The specific gravity of commercial sulphuric acid is $1.8$ and it is $98$ pure. The volume of this acid required for preparing $7.2\text{ }litres$ of decinormal sulphuric acid is:
A.$10ml$
B.$18ml$
C.$72ml$
D.$4ml$

Answer 1

Normality (N) is outlined because the range of gram equivalents of a matter gift per l of the answer.
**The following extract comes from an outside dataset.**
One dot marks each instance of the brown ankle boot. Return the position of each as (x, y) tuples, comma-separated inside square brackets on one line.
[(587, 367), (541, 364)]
It’s given as:
$Normality=\dfrac{weight\text{ }of\text{ }solute\text{ }\left( in\text{ }grams \right)}{Equivalent\text{ }weight}$
If normality of one answer is given, that of alternative will be calculated mistreatment normality equation that is given as;
${{N}_{1}}{{V}_{1}}={{N}_{2}}{{V}_{2}}$
Specific gravity is the ratio of the density of the given substance to the density of water, Density of water is $1gm{{L}^{-1}}$

Complete step-by-step answer: To find normality of a $98$ solution of given sulphuric acid, ${{H}_{2}}S{{O}_{4}}$
Given molar mass of the ${{H}_{2}}S{{O}_{4}}=98grams$
Therefore ${{N}_{2}}$can be given as ${{N}_{2}}=\dfrac{1}{10}$
Thus, ${{M}_{2}}=\dfrac{{{N}_{2}}}{2}=\dfrac{\left( \dfrac{1}{10} \right)}{2}=\dfrac{1}{10}\times \dfrac{1}{2}=\dfrac{1}{20}$
${{V}_{2}}=7.2~$litre $98$ pure $98grams$​ ${{H}_{2}}S{{O}_{4}}$ in $100g$ solution,
Similarly for ${{M}_{1}}$ it is given by
${{M}_{1}}=\dfrac{98}{98}\times \dfrac{1000}{V}.................(here\text{ }1000\text{ }stands\text{ }for\text{ }1\text{ }litre\text{ }per\text{ }volume)...........(i)$
Now, $1ml-1.8gm$can be given by;
$100gm=\dfrac{1}{1.8}\times 100ml..............................\left( ii \right)$
Therefore, from $\left( i \right)\text{ }\And \text{ }\left( ii \right)$ we get ${{M}_{1}}$ as;
${{M}_{1}}=\dfrac{98}{98}\times \dfrac{1000}{100}\times 1.8$
${{M}_{1}}=\dfrac{1}{1}\times \dfrac{10}{1}\times 1.8$
${{M}_{1}}=1\times 10\times 1.8$
$\Rightarrow {{M}_{1}}=18ml$

Therefore, Option B is correct answer.

Note: Convert all the units for volume in either $l$ or $ml$ and use an equivalent unit throughout the calculation to avoid errors. Note and carefully follow steps to calculate volume of the solution from the particular gravity given.